Before you explore the mainland there’s a short and sweet exhibition giving some background on Tintagel Castle’s history and legends. By the Dark Ages a considerable community had grown up on the headland, which had its own source of fresh water. It also had an enviable defensive position with clear view across the Bristol channel and just one small narrow neck of land connecting it to the Cornish coast. The community, likely a kingship of the Dumnonia tribe, prospered from trade across the Med.
Tintagel is a place which has seen the rise and fall its inhabitants, often left for centuries at a time to be reclaimed by Mother Nature and the sea, I think that this is the ruins appeal. Over 500 years went by before Geoffrey of Monmouth’s ‘History of Kings of Britain’ connected Tintagel with the legendary King Arthur.
“The History contains the earliest written mention of Tintagel Castle in the tale of how Arthur was conceived there by Uther Pendragon, King of Britain, the result of his magically assisted seduction of Queen Igerna (Igraine), wife of Duke Gorlois of Cornwall.” – English Heritage
Once the Arthurian legend was cemented with Tintagel Castle, royals were keen to assert their lineage. The Earl of Cornwall, Richard, brother to Henry III, bought the island in 1233, having already built a castle on the headland. Richard was soon seconded to the crusades in the Holy Land in 1240, and it’s unlikely that he returned to Cornwall from then on.

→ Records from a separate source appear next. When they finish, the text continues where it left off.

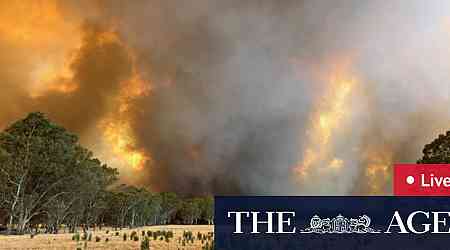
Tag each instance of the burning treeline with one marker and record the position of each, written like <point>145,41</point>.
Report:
<point>225,97</point>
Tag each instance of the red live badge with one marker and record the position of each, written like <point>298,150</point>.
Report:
<point>422,180</point>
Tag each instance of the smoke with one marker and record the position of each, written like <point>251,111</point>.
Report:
<point>232,97</point>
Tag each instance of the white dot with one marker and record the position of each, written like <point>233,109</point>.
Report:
<point>410,180</point>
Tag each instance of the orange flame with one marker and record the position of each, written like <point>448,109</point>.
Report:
<point>332,110</point>
<point>117,127</point>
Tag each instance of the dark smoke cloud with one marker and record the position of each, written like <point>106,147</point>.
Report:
<point>234,86</point>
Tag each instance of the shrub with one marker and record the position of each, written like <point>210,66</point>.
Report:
<point>145,244</point>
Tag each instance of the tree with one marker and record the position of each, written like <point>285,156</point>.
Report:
<point>38,159</point>
<point>438,151</point>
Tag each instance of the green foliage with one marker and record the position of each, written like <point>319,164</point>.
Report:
<point>58,177</point>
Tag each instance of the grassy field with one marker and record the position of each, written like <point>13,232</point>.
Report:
<point>64,241</point>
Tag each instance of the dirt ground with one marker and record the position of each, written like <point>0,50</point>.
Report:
<point>64,241</point>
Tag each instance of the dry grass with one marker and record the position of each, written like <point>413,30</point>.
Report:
<point>64,241</point>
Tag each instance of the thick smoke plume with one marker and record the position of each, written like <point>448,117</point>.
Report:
<point>235,97</point>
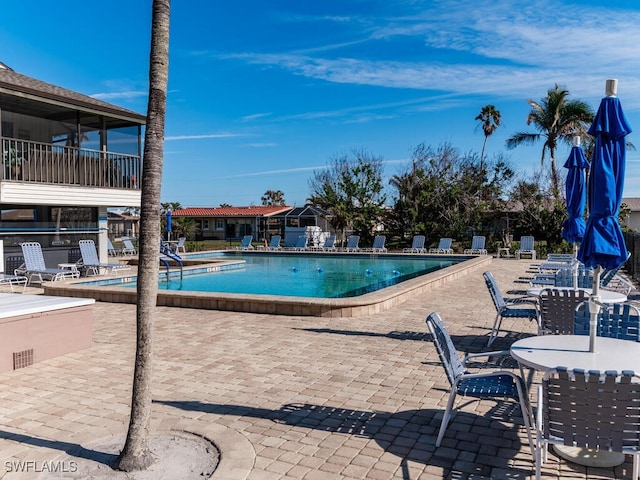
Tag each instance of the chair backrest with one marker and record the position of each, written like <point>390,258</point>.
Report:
<point>88,252</point>
<point>378,242</point>
<point>275,241</point>
<point>590,409</point>
<point>557,309</point>
<point>246,241</point>
<point>445,244</point>
<point>477,243</point>
<point>352,241</point>
<point>492,286</point>
<point>418,242</point>
<point>526,243</point>
<point>444,345</point>
<point>617,320</point>
<point>33,256</point>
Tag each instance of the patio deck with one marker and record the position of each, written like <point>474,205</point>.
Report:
<point>288,396</point>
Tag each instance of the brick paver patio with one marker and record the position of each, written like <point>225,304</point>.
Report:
<point>289,397</point>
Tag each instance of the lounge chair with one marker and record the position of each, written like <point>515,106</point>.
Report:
<point>488,384</point>
<point>245,244</point>
<point>352,243</point>
<point>127,247</point>
<point>526,247</point>
<point>274,243</point>
<point>91,262</point>
<point>111,250</point>
<point>443,247</point>
<point>417,245</point>
<point>477,246</point>
<point>35,266</point>
<point>378,244</point>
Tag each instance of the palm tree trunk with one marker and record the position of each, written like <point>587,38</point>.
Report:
<point>135,454</point>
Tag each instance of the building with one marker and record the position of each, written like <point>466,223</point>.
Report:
<point>66,157</point>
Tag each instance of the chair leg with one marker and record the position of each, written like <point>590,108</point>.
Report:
<point>446,416</point>
<point>496,328</point>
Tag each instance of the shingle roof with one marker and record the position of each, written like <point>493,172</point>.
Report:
<point>11,81</point>
<point>251,211</point>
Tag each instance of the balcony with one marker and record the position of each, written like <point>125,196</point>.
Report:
<point>42,163</point>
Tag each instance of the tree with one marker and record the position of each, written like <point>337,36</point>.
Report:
<point>273,197</point>
<point>351,190</point>
<point>135,454</point>
<point>490,119</point>
<point>557,119</point>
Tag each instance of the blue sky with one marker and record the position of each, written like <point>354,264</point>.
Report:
<point>262,93</point>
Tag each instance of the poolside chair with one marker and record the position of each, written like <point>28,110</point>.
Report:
<point>477,246</point>
<point>352,243</point>
<point>593,410</point>
<point>111,250</point>
<point>515,307</point>
<point>35,266</point>
<point>91,263</point>
<point>378,244</point>
<point>329,244</point>
<point>557,309</point>
<point>274,243</point>
<point>494,384</point>
<point>526,247</point>
<point>615,320</point>
<point>417,245</point>
<point>127,247</point>
<point>443,247</point>
<point>245,243</point>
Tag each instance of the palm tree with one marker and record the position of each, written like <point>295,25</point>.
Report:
<point>136,455</point>
<point>557,119</point>
<point>490,119</point>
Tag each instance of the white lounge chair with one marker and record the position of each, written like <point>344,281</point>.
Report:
<point>417,245</point>
<point>477,246</point>
<point>91,262</point>
<point>36,267</point>
<point>443,247</point>
<point>526,247</point>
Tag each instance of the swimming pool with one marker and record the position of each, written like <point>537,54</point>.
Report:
<point>361,302</point>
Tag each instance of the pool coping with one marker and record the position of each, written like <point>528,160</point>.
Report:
<point>367,304</point>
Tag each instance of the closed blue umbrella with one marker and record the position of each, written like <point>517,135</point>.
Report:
<point>573,226</point>
<point>603,244</point>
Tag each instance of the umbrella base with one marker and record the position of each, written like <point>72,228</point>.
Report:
<point>589,458</point>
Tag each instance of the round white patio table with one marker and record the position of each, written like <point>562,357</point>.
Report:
<point>572,351</point>
<point>606,296</point>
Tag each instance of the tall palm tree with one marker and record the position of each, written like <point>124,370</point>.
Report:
<point>136,455</point>
<point>490,119</point>
<point>557,119</point>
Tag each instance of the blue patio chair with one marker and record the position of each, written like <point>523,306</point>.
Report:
<point>494,384</point>
<point>615,320</point>
<point>443,247</point>
<point>477,246</point>
<point>526,247</point>
<point>245,243</point>
<point>91,263</point>
<point>515,307</point>
<point>352,243</point>
<point>378,244</point>
<point>417,245</point>
<point>593,410</point>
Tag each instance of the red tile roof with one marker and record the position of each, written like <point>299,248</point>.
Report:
<point>252,211</point>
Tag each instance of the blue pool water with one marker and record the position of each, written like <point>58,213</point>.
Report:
<point>311,275</point>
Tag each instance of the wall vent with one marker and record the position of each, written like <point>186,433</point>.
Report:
<point>22,359</point>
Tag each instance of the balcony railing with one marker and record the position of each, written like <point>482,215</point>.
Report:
<point>36,162</point>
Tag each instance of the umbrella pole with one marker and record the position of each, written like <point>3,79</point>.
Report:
<point>594,309</point>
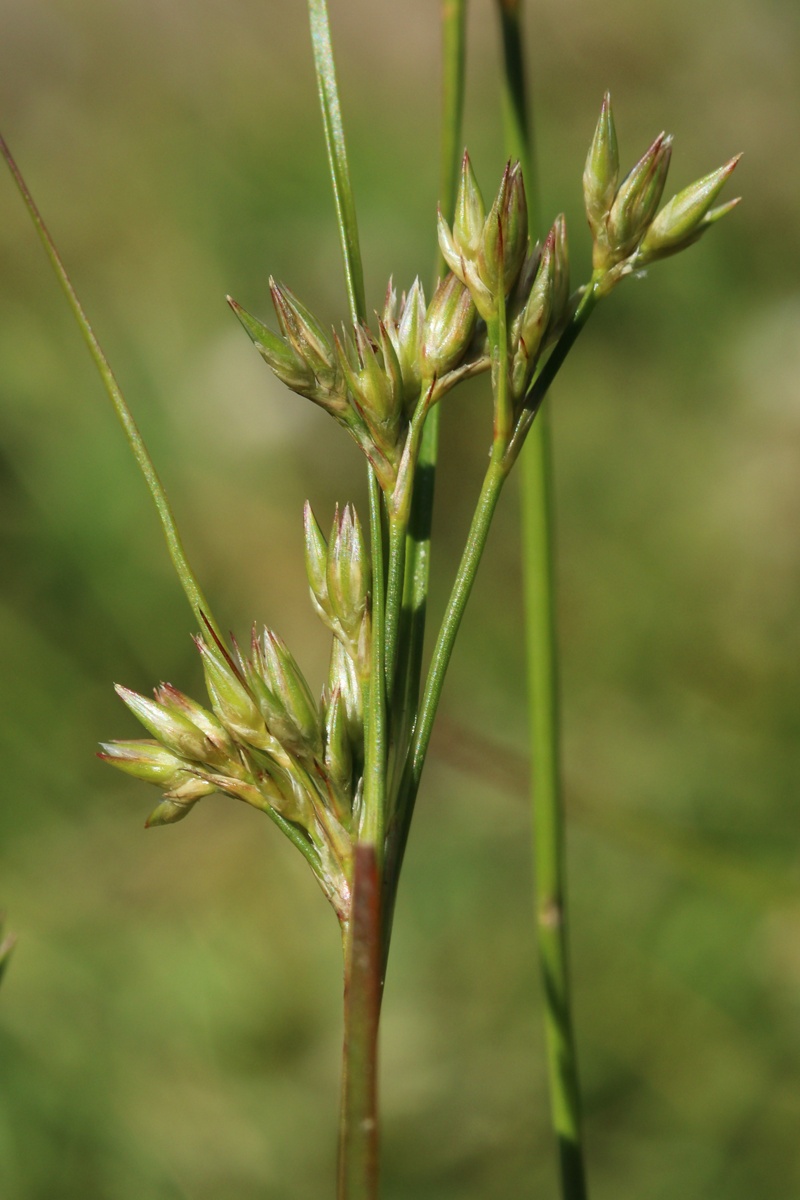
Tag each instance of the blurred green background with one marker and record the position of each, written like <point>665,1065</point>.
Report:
<point>169,1024</point>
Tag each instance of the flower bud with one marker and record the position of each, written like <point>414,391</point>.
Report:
<point>637,201</point>
<point>560,279</point>
<point>343,678</point>
<point>168,811</point>
<point>505,234</point>
<point>528,330</point>
<point>286,681</point>
<point>214,730</point>
<point>170,727</point>
<point>487,252</point>
<point>376,387</point>
<point>601,173</point>
<point>145,760</point>
<point>338,753</point>
<point>278,357</point>
<point>470,213</point>
<point>684,219</point>
<point>317,563</point>
<point>349,573</point>
<point>304,334</point>
<point>230,697</point>
<point>6,947</point>
<point>449,327</point>
<point>405,333</point>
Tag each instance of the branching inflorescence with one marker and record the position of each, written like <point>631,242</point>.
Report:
<point>340,774</point>
<point>505,306</point>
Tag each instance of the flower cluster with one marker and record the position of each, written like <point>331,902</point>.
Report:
<point>626,227</point>
<point>265,739</point>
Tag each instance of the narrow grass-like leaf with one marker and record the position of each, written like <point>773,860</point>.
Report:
<point>186,575</point>
<point>337,160</point>
<point>359,1131</point>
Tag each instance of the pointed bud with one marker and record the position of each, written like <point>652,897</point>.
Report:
<point>216,733</point>
<point>343,678</point>
<point>349,573</point>
<point>168,813</point>
<point>470,211</point>
<point>304,333</point>
<point>144,760</point>
<point>281,358</point>
<point>405,333</point>
<point>370,387</point>
<point>170,727</point>
<point>338,753</point>
<point>316,563</point>
<point>687,215</point>
<point>560,275</point>
<point>241,789</point>
<point>638,198</point>
<point>449,327</point>
<point>529,329</point>
<point>286,681</point>
<point>6,947</point>
<point>601,172</point>
<point>230,699</point>
<point>505,234</point>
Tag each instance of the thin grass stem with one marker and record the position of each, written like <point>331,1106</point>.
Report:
<point>358,1177</point>
<point>174,545</point>
<point>417,553</point>
<point>542,672</point>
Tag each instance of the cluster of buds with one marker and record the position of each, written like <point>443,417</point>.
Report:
<point>627,229</point>
<point>265,739</point>
<point>373,384</point>
<point>491,253</point>
<point>486,252</point>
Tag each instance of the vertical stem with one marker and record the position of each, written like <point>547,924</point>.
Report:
<point>178,555</point>
<point>358,1170</point>
<point>417,556</point>
<point>358,1177</point>
<point>539,586</point>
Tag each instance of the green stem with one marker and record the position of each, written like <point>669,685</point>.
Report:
<point>358,1171</point>
<point>358,1177</point>
<point>542,665</point>
<point>337,160</point>
<point>461,592</point>
<point>374,731</point>
<point>542,381</point>
<point>417,552</point>
<point>178,555</point>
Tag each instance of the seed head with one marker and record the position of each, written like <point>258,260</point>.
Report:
<point>487,252</point>
<point>449,327</point>
<point>636,202</point>
<point>601,173</point>
<point>686,216</point>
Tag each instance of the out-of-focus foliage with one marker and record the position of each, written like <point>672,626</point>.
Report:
<point>169,1023</point>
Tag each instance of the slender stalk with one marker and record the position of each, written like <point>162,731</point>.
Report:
<point>417,553</point>
<point>358,1171</point>
<point>337,160</point>
<point>358,1177</point>
<point>542,669</point>
<point>178,555</point>
<point>493,481</point>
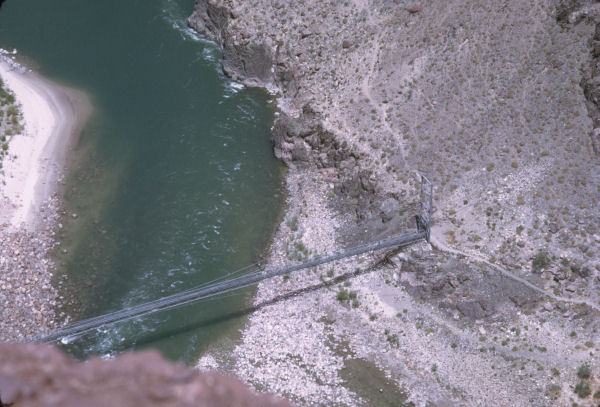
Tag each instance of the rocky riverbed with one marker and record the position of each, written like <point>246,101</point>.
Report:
<point>488,100</point>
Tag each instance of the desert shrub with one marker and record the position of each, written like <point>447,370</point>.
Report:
<point>539,262</point>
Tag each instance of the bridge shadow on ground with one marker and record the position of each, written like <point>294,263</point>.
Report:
<point>146,340</point>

A century later, Duchy of Cornwall was created and Edward the Black Prince, the first duke, had the Great Hall renovated into smaller buildings following years of coastal erosion and decay. The Duke was hardly ever here and just a small number of staff were employed to maintain the castle – a sheriff, ward and chaplain. Visiting the small chapel, it must have been a lonely and poorly paid existence indeed. By 1600s it was once again deserted…
The Victorians quickly became obsessed with Tintagel and its mystic ruins wrapped up in local folklore, Arthurian legend and literary tales – in part to Lord Alfred Tennyson’s retelling of the legend.
Roaming through the ruin, the wind whipped through our clothes, reinforcing the idea that living on the headland was simply absurd. Even until 1856, the castle’s ‘Keeper of the Keys’, Florence Nightingale Richards, would climb the steep steps to the summit, like her mother and grandmother before her, to sit in the castle’s shelter, watching over the ruins and welcoming the occasional visitor. This was a positon she held until she was 82!